In just three years, sterile insect release has become such a popular commercial method of codling moth control in Washington that the company releasing the moths with drones cannot expand any further unless it builds its own rearing facility or finds some other source of bugs.
M3 Consulting Group has about 100 grower-customers covering about 4,000 acres of fruit country across Washington. That’s about the max the company can serve, said Nathan Moses-Gonzales, president of the startup.
M3 purchases the sterilized insects from a rearing facility in Osoyoos, British Columbia, operated by the Okanagan-Kootenay Sterile Insect Release Program. Sterile insect release sends irradiated moths to mate with the wild population, resulting in unviable eggs. The program has been mandatory in British Columbia orchards since 1994.
M3’s growth is on hold unless the Canadian program produces more moths to sell or the company starts rearing its own, which has been a goal all along, Moses-Gonzales said. He is confident venture capitalists will invest. He and his team have been eyeing property in Wenatchee, Yakima and Moses Lake.
They have blueprints and planned to start purchasing land and lining up contractors in the fourth quarter of 2020, but the coronavirus pandemic forced them to shelve things for a year. Once the company breaks ground, they expect a 12–18 month construction window, Moses-Gonzales said. He declined to estimate the cost of construction.
Growers seem pleased
M3 works with G.S. Long, Wilbur-Ellis and other agricultural service companies to deliver their insects to individual growers.
When some excess sterilized moths became available from another grower, G.S. Long hired M3 in 2020 to deploy them on some of its own organic acreage as part of its overall codling moth control routine, said Eladio Gonzales, G.S. Long farm manager with no relation to Moses-Gonzales. Results were so good, the farm had three straight weeks they did not have to spray any viruses that attack codling moth larvae.
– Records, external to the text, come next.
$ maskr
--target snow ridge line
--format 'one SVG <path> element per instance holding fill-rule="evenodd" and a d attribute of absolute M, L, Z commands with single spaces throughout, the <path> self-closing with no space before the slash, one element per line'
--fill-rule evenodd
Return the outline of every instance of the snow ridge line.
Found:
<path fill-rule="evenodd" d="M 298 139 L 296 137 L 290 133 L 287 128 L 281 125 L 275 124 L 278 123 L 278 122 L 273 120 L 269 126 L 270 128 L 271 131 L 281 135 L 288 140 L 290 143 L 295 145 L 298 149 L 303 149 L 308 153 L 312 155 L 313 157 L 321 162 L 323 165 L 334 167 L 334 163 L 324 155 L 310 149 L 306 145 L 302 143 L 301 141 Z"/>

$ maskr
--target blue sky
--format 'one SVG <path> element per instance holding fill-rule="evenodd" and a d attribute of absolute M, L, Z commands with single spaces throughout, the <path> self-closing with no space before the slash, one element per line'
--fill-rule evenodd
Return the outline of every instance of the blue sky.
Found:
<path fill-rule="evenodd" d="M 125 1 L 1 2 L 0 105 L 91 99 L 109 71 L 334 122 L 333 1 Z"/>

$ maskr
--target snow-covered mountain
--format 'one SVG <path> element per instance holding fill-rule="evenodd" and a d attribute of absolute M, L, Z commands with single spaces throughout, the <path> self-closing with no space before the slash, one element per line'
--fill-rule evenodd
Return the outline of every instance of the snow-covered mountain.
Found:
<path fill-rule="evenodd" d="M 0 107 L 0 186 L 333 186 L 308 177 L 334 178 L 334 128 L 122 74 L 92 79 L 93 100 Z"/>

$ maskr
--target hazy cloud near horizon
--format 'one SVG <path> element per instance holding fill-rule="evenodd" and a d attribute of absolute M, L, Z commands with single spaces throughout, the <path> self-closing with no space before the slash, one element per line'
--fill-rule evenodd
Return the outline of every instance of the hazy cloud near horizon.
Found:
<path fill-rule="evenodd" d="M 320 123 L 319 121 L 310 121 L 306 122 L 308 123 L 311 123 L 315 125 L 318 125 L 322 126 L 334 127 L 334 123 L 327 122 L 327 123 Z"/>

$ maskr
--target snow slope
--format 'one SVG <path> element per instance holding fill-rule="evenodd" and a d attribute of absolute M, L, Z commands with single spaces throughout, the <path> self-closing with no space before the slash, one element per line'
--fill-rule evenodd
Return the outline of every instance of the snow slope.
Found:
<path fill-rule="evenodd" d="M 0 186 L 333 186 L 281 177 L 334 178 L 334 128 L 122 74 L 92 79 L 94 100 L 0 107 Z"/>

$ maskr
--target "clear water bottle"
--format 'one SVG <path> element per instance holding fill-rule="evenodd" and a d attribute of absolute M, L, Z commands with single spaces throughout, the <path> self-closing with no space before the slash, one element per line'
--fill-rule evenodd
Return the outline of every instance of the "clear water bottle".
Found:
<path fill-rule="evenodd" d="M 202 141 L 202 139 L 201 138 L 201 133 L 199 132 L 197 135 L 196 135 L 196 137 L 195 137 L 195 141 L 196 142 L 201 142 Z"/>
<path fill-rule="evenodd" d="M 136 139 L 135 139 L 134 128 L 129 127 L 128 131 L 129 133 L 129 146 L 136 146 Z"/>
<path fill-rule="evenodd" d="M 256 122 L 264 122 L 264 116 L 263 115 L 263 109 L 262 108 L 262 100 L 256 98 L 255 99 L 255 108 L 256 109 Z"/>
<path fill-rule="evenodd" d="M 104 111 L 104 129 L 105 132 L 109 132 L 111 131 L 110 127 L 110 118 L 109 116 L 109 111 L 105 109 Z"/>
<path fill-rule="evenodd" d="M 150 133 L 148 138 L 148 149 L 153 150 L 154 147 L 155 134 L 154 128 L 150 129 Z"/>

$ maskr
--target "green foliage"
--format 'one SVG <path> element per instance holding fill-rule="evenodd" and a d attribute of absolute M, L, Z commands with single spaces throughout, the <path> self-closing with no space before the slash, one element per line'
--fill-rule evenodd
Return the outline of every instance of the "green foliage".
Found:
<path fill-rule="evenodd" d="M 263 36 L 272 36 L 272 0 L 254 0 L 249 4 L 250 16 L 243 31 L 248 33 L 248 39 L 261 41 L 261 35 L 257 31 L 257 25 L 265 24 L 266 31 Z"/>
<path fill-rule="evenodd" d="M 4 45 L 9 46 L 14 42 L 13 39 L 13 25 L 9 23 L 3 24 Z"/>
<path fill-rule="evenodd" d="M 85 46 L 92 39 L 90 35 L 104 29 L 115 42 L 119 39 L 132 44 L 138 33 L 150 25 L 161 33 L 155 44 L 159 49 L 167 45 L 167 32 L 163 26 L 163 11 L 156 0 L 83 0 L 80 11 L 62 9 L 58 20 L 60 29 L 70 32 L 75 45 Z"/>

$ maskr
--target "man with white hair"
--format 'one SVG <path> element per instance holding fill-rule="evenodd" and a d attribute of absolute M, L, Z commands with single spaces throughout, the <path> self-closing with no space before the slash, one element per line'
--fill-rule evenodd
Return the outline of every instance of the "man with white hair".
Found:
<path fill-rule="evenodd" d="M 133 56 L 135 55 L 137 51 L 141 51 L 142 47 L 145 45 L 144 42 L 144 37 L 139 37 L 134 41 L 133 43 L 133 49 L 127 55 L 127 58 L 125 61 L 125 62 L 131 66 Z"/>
Trap counts went down about 60 percent during that three-week period.
“The product does work,” Gonzales said of the sterilized moths.
However, G.S. Long does not plan to continue on a more formal basis with M3 again in its own orchards this year, he said. For one thing, the orchards already have a robust control program. Meanwhile, the company has plans to plant some new blocks and is seeking areas in which to cut costs.
M3 plans to charge growers $470 per acre for 20 weekly releases in 2021.
Grower Denny Hayden of Pasco, Washington, hired M3 for weekly releases in 2019 and 2020. Before that, Hayden had blocks of organic Granny Smith and Fuji apples he couldn’t harvest because of codling moth damage, in spite of pheromone emitters, tree bands and two types of viruses sprayed every five days. Since the addition of sterilized moths, fruit damage is almost gone, and the farm has resumed more targeted sprays and methods.
He would like more growers to use the sterilized release to create an area-wide management tool, but many balk at the price tag.
“I don’t think it’s expensive,” Hayden said, when compared to the cost of labor and materials that weren’t working well enough anyway.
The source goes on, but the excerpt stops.